No need for shutting down the ZooKeeper ensemble or a node, but the latest snapshot file
could be slightly outdated, since this tool doesn't read transaction logs to build the Data Tree.
This is okay as long as we use it for "expiring nodes": 6-7 days old znodes are probably
already snapshotted, but still there's a possibility for working with an outdated snapshot.
The tool will silently skip non-existent znodes.
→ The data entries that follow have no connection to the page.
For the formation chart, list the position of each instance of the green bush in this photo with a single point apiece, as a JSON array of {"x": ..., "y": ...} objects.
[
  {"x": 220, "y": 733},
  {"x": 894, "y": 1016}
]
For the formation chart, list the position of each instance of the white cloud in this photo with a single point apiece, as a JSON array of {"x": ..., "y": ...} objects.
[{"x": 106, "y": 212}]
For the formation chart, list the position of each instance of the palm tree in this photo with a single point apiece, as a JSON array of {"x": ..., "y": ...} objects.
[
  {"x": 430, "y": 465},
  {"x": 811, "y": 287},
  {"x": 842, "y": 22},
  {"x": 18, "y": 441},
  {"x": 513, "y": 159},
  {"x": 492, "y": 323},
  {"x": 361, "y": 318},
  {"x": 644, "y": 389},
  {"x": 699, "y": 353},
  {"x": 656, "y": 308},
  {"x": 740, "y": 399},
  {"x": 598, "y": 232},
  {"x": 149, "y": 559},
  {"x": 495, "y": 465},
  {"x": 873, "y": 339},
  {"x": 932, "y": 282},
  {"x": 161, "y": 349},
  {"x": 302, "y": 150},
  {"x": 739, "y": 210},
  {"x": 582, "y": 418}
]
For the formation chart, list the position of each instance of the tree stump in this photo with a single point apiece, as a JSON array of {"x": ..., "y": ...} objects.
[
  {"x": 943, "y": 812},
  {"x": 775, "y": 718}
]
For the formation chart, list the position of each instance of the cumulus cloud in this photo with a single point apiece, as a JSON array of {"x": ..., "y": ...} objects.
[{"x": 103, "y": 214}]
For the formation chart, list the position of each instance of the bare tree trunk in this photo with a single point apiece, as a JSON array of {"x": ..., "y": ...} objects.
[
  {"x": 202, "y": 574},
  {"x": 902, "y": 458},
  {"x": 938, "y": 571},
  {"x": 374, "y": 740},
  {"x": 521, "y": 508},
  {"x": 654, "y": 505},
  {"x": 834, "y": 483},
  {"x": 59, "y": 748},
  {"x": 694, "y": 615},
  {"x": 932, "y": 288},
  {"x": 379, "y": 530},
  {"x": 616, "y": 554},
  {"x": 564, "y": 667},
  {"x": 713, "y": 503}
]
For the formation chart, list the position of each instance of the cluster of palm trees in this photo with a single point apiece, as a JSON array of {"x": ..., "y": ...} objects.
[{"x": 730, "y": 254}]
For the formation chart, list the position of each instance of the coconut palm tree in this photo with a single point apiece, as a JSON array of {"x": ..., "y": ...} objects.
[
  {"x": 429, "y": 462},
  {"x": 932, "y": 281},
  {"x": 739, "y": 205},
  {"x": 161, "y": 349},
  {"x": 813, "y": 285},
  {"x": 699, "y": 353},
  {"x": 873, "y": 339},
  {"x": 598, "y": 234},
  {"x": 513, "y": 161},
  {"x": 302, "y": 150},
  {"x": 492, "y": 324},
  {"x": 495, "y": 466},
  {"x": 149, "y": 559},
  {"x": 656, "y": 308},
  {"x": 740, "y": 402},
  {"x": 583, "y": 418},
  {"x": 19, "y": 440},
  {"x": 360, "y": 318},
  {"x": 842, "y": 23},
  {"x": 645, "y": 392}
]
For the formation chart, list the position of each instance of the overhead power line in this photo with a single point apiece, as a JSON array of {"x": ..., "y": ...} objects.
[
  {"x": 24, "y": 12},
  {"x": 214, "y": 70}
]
There's one limitation: the tool declines to work on the root "/" znode, because it could
potentially destroy the entire ZK database, so it's disallowed. Please choose a specific
znode.
## Build
```
mvn clean install
mvn dependency:copy-dependencies -DoutputDirectory=lib
```
## Run
```
java -cp "./lib/*:target/zk-expire-1.0-SNAPSHOT.jar" SnapshotExpiry -h
```
```
usage: SnapshotExpiry [-c] --expiry-days [-h] [-n] --server
--snapshot-file --znode
-c,--ctime Use ctime to calculate expiration. (default:
mtime)
--expiry-days Znode expiry in days. (required)
-h,--help Print help message
-n,--dry-run Don't delete the znodes, just list them.
--server ZooKeeper server to connect. (required)
--snapshot-file Snapshot file location. (required)
--znode Root znode to scan for expired children.
(required)
```
### Example
```
java -cp "./lib/*:target/zk-expire-1.0-SNAPSHOT.jar" SnapshotExpiry --expiry-days 7 --server localhost --znode /ranger/tokenroot --snapshot-file /tmp/zookeeper/version-2/snapshot.9
```
### Additional options
You can pass additional parameters to the ZooKeeper client with Java properties in the command line, like `-Dzookeeper.client.secure=true` for SSL connection.